Since our 1000th article (Greta Thunberg), we have tried to set prominent women on the round numbers: our 2000th content page was about Doris Lessing, 3000th - Virginia Woolf, 4000th - Toni Morrison, 5000th - Elinor Ostrom, 6000th - Marguerite Duras, 7000th - Wisława Szymborska, and 8000th - Emily Brontë. We are considering who might be suitable for the 10,000th. See also: https://et.wikiquote.org/wiki/Vikitsitaadid:Statistika

Non-triviality and systematicity

[muuda]

In all this, these are two aspects that probably need stressing. One of these makes our work harder but raises our morals, and the other makes it easier in the long run.

Reflecting on the ingrained practices in the other Wikiquote language versions, we decided to avoid trivialities. We don't normally include textbook quotes that merely state the facts in a way that should be retold in Wikipedia and add nothing by their way of expression. We also don't encourage the use of non-content-related illustrations with the kind of "inspirational quotes" that look like they've been composed by a Polonius 2.0 quotebot.

Low amount of available workforce enforces sustainability as a goal, so we must use our energy sparingly and efficiently. The best way for that is being systematic in every step of our work process. We digitize huge amounts of literature (focusing on the authors upcoming next month) so it can be easily browsed and searched by keywords. When composing the author pages, we browse the digital texts, extracting the quotes that can then be spread across content pages under the relevant keywords, keeping a minor amount on the author's or work's page and enabling us to constantly cover new keywords that will in turn shape the category system. Thus, every new book grows both our conceptual network in width and the individual pages in depth.

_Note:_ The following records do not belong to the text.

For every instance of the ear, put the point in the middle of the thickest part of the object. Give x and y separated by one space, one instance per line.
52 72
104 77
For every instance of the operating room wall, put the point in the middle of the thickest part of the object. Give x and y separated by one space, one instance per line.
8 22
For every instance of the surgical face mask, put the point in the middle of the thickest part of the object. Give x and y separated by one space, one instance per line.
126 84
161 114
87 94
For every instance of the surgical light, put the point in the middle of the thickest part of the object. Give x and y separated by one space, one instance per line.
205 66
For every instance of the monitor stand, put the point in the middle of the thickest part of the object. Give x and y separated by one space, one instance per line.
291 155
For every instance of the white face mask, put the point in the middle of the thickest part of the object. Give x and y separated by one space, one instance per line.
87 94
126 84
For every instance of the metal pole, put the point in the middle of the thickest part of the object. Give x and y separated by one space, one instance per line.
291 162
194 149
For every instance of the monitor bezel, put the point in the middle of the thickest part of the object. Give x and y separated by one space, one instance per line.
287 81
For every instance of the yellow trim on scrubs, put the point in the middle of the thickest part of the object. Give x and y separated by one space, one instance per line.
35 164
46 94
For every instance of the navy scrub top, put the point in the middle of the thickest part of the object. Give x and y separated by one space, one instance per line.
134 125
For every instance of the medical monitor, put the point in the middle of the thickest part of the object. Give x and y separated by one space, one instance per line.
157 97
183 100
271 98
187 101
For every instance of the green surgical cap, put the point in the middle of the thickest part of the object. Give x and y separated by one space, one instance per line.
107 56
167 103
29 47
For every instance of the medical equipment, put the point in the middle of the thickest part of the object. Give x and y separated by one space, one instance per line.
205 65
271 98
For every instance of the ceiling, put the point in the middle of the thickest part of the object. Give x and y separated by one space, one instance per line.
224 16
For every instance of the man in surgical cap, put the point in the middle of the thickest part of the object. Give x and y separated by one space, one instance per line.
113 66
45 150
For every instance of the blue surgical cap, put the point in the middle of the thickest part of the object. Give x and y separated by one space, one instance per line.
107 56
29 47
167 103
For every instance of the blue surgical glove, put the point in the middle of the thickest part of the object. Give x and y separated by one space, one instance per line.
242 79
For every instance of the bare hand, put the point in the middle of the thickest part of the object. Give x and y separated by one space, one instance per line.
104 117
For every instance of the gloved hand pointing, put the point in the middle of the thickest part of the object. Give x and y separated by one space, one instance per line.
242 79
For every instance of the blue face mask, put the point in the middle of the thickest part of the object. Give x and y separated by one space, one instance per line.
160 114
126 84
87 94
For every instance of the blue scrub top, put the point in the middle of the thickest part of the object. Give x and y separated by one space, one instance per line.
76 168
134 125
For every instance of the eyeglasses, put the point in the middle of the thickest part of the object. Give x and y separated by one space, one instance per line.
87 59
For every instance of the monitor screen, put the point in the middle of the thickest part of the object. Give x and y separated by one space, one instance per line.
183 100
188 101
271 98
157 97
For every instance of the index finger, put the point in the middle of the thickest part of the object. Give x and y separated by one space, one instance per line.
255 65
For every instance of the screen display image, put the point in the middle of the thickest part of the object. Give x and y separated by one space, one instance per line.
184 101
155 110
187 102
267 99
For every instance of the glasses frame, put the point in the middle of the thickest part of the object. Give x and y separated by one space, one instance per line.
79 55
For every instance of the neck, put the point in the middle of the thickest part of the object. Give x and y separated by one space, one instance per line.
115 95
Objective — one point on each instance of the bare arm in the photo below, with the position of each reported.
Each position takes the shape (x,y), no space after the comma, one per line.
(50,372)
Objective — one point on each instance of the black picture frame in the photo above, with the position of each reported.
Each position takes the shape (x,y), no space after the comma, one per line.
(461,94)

In digitization, we have tried different techniques and found that the most efficient would be a mix of scanning (for the books that are not in a very clear print or which we will need to study in depth for a long time) and phone photography enhanced by computer OCR for books that give reasonably good optical results and don't necessarily need the consistent quality gained by slower scanning. Focusing on one step of the work process at a time yields more results per hour, leaving us more hours for well-earned rest. Win-win!

Summary

[muuda]

As a result, we have reached a pace of enlargement that in most months, no other language version can surpass. Although in the material we harvest from the public culture men tend to predominate - they simply speak up more in every field and on every topic - we have gradually increased the proportion of women among the person-based articles. Every day, there is a new female author on the front page of Estonian Wikiquote, and the proportion of women among the authors of illustrations is also steadily growing.

As of today, November 7, 2021, the Estonian Wikiquote with its 8,000 articles is the 7th of all the language versions, but less than 1,000 articles separate us from the 6th position, and practice has shown that writing a 1,000 articles per month needs just a bit of focus.

As said above, in the long run, we do not intend to continue indefinitely with the extensive enlargement. The plan is to expand the concept network so that a sufficiently detailed system will be developed, after which we can focus on depth and density of the content. At the moment, we have paid rather brief attention to the literary canon, but we plan to come back to it. In the course of our work, we have accumulated an extensive digital corpus of literature, which we can mine by keywords. Problematic quote pages are marked separately so that problems can be dealt with efficiently and in a focused way. However, for the most part, all this work is yet to come.